The Binary-Outcome Detection Loophole
- URL: http://arxiv.org/abs/2005.03344v3
- Date: Tue, 27 Jul 2021 07:37:08 GMT
- Title: The Binary-Outcome Detection Loophole
- Authors: Thomas Cope
- Abstract summary: I present an intuitive local hidden-variable construction for all no-signalling distributions with two parties and binary outcomes.
This provides a lower bound on the detection threshold for quantum measurements in the same scenario tighter than known previously.
- Score: 0.0
- License: http://creativecommons.org/licenses/by/4.0/
- Abstract: The detection loophole problem arises when quantum devices fail to provide an
output for some of the experimental runs. These failures allow for the
possibility of a local hidden-variable description of the resulting statistics;
even if the correlations obtained from successful runs appear non-local. This
is of particular significance in device-independent quantum cryptography, where
verifiable non-locality is a necessary requirement for the security proof. For
every scenario characterised by the amount of devices, along with the number of
inputs and outputs available to them, there is a detection threshold - if the
efficiency of the device falls below this no verification is possible.

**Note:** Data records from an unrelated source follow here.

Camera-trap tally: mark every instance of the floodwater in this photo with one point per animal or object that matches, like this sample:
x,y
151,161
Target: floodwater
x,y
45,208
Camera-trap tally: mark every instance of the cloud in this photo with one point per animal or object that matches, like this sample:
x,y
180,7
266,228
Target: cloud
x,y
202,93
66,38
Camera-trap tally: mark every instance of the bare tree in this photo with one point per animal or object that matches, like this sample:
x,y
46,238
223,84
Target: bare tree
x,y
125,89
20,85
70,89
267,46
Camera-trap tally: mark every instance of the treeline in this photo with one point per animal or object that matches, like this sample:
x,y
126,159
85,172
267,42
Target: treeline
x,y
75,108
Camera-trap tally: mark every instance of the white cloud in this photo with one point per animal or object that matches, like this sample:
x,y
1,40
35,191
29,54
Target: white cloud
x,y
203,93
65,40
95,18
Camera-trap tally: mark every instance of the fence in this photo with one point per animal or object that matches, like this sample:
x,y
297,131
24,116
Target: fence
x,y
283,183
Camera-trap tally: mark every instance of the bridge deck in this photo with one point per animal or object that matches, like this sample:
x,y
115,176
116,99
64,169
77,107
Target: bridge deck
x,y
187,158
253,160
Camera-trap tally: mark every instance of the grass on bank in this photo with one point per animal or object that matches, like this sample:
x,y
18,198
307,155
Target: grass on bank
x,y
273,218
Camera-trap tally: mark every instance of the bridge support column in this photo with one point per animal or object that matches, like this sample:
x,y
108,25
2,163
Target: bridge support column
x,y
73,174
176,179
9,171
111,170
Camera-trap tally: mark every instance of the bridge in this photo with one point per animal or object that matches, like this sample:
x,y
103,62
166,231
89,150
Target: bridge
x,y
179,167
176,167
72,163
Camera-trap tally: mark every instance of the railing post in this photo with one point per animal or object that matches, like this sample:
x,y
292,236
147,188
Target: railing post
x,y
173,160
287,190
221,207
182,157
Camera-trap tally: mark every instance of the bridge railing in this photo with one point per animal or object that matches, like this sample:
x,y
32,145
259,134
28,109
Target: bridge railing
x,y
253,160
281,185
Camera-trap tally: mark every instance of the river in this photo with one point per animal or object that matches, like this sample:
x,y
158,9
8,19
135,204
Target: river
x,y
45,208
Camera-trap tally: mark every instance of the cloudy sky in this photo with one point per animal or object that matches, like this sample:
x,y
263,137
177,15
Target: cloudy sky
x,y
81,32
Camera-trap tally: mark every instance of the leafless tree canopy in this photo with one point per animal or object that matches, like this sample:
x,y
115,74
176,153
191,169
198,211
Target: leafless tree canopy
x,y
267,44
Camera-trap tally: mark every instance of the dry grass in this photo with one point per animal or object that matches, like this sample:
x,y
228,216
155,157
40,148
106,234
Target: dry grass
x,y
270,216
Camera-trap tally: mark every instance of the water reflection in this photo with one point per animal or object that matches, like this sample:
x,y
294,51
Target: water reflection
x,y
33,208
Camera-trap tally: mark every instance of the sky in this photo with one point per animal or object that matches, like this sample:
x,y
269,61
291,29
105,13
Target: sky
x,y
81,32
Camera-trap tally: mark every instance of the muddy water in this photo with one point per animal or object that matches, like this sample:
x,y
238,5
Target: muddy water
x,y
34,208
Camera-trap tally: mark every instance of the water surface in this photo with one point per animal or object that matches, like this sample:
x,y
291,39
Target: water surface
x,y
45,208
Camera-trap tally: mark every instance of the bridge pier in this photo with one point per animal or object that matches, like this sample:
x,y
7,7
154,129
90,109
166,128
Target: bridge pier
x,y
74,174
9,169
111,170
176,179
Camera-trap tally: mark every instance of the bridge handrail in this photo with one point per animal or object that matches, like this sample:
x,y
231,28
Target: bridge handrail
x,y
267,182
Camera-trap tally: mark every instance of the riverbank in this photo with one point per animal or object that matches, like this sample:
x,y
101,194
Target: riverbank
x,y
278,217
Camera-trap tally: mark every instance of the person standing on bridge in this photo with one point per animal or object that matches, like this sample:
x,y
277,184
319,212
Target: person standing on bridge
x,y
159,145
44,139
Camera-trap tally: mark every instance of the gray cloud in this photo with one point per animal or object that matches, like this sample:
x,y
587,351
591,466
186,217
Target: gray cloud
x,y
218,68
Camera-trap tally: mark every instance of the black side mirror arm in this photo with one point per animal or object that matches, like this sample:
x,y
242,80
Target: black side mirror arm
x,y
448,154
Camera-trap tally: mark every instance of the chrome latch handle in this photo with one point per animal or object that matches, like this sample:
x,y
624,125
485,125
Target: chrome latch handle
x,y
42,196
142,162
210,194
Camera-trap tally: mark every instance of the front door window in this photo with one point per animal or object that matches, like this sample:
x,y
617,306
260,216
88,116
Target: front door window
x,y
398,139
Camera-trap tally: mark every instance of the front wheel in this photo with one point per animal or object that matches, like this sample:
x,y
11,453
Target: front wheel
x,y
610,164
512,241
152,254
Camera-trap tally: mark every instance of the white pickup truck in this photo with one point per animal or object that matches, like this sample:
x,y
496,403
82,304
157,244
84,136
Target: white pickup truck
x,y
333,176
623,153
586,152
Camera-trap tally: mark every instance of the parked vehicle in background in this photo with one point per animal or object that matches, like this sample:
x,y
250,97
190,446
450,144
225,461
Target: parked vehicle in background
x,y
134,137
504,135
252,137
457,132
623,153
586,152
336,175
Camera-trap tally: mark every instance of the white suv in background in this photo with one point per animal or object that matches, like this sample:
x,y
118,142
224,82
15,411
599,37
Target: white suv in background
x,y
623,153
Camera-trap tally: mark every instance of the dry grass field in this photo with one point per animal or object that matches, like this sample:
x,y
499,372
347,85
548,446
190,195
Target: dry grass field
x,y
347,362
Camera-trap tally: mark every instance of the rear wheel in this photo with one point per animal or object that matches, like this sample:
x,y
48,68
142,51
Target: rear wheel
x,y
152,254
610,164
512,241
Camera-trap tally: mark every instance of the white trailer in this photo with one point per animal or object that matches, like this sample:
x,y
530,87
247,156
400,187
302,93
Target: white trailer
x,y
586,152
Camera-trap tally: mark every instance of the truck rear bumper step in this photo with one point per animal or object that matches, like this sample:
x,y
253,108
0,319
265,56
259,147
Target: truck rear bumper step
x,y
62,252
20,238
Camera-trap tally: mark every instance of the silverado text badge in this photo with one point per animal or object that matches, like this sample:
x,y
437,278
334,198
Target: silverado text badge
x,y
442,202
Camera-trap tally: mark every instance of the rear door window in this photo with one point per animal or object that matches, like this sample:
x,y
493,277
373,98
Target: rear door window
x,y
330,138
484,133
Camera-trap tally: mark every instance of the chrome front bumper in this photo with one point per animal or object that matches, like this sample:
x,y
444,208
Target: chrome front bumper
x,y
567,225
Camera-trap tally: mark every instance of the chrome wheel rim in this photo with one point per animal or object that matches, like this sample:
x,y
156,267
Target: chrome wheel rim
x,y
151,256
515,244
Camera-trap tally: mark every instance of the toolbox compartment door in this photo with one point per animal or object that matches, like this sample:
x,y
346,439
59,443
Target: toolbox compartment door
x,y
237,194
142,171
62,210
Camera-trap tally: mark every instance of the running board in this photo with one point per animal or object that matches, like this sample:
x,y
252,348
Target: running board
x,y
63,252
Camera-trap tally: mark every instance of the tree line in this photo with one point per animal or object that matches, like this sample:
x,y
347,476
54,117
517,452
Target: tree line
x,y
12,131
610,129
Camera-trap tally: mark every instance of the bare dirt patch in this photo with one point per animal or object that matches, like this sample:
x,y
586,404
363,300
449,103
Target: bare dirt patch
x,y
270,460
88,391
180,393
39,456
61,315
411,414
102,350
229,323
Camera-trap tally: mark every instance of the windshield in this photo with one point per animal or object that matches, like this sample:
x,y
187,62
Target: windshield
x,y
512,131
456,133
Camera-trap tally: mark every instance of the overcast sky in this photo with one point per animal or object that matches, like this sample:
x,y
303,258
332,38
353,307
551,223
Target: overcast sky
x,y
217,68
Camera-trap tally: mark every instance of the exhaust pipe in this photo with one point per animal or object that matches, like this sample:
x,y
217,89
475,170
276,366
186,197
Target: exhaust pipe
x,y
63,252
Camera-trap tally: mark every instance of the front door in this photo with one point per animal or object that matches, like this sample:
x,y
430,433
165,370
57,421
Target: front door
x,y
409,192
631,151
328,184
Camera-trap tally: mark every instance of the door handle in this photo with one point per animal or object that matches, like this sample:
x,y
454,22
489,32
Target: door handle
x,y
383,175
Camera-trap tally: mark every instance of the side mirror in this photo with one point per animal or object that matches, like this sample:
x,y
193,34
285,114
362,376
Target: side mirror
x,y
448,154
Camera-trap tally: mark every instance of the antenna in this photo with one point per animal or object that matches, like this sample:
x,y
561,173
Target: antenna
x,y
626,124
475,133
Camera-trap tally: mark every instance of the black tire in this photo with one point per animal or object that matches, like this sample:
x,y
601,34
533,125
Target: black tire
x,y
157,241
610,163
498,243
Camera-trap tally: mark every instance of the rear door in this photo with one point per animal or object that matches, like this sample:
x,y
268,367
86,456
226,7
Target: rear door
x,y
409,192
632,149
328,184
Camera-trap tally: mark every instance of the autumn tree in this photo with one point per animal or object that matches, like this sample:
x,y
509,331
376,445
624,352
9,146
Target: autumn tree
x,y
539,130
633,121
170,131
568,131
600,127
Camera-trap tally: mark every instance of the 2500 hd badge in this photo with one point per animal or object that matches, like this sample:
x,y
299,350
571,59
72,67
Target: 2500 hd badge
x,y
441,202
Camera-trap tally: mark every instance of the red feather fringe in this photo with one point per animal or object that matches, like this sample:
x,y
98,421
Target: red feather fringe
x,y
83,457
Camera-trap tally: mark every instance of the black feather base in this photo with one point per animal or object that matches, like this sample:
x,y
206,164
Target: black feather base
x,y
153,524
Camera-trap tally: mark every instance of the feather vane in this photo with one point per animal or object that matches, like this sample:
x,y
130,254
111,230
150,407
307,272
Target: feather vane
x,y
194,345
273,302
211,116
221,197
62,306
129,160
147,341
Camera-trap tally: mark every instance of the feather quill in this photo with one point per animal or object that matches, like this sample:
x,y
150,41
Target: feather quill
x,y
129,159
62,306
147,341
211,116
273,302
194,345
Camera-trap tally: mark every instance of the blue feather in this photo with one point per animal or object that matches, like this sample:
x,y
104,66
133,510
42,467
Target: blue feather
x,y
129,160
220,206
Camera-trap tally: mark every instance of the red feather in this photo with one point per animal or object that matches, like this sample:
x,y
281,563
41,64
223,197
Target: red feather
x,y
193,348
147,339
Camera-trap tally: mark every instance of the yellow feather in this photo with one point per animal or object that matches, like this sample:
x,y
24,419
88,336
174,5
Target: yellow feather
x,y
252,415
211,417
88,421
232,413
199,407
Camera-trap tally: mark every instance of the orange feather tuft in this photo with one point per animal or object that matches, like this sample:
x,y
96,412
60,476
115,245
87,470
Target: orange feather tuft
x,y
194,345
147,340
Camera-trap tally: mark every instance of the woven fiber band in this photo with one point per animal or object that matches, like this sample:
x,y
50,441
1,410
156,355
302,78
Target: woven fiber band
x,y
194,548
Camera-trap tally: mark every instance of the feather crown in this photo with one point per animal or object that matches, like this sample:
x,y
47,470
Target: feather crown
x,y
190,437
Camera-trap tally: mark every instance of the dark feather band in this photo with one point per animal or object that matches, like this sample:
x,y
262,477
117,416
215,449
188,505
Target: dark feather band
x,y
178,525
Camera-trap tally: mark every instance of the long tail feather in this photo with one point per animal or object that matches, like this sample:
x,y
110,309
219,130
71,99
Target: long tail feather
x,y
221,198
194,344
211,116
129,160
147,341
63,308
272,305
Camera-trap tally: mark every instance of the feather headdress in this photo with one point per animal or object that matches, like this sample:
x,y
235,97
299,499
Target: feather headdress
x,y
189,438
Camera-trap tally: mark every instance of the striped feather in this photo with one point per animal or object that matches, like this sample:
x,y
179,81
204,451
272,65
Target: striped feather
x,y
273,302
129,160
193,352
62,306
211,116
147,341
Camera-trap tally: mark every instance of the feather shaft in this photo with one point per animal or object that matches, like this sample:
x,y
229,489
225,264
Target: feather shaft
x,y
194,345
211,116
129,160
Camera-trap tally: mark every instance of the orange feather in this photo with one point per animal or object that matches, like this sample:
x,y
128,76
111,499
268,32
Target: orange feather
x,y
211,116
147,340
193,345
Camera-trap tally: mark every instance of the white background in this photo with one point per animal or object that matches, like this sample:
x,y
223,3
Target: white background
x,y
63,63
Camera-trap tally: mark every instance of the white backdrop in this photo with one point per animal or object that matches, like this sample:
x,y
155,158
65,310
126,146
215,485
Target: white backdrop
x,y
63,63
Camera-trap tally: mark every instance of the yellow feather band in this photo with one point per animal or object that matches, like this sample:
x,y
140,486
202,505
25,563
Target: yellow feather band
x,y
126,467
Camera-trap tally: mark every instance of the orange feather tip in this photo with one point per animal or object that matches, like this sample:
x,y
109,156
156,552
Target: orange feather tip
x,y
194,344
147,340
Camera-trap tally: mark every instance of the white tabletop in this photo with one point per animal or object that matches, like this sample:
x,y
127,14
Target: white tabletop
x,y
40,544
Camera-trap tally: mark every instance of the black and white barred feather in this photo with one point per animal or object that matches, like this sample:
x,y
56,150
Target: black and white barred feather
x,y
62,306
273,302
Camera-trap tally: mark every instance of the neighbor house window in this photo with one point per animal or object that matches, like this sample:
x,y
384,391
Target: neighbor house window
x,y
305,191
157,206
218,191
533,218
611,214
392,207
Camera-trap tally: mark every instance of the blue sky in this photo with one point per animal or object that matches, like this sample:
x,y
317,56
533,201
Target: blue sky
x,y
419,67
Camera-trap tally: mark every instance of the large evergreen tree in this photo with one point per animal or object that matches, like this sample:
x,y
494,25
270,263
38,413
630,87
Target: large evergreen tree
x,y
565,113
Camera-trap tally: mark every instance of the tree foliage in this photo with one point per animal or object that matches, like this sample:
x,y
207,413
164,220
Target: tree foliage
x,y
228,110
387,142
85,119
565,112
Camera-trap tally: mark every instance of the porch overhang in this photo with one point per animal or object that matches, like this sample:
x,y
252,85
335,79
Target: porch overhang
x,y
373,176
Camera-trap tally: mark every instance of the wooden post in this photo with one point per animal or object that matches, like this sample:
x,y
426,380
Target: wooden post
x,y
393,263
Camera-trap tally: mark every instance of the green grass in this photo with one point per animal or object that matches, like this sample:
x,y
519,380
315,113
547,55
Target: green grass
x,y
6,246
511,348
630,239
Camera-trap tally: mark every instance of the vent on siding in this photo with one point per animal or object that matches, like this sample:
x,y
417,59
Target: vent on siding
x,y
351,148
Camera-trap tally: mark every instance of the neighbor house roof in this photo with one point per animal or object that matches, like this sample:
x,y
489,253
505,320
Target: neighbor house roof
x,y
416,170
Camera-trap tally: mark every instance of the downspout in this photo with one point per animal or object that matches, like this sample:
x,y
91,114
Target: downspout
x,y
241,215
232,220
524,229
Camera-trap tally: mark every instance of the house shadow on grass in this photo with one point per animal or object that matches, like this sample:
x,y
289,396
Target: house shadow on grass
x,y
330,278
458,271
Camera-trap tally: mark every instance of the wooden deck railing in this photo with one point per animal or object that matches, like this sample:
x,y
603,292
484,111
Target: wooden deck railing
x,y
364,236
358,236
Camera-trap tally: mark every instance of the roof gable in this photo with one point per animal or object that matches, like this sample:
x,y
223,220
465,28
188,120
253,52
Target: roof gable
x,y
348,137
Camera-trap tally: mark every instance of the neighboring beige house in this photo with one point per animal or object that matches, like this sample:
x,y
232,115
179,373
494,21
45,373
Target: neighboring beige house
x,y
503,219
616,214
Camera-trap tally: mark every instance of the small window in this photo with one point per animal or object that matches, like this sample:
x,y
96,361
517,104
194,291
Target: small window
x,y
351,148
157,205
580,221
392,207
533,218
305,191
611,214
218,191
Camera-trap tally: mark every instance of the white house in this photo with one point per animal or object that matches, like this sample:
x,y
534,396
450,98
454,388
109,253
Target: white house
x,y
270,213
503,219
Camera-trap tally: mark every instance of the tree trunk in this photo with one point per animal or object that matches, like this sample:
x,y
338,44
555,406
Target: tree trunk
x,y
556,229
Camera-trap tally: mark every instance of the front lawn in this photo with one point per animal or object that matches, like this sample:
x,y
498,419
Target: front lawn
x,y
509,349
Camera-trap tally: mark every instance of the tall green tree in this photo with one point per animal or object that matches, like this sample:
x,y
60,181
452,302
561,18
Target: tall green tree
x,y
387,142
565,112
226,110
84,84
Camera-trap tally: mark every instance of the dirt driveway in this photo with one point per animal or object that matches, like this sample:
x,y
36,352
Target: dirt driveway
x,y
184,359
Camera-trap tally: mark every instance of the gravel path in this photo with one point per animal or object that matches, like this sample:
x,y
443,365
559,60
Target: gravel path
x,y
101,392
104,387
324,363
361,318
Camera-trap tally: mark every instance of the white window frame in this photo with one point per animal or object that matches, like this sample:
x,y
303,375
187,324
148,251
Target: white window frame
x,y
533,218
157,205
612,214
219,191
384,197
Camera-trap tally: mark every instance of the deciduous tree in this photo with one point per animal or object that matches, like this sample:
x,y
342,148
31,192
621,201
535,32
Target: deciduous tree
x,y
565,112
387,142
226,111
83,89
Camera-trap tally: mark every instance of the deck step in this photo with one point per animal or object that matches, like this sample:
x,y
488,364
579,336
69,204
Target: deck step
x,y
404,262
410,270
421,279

In this
work I present an intuitive local hidden-variable construction for all
no-signalling distributions with two parties and binary outcomes. This provides
a lower bound on the detection threshold for quantum measurements in the same
scenario tighter than known previously. When both parties have the same number
of inputs into their device, this construction is shown optimal for small input
numbers. I finish with some interesting conjectures.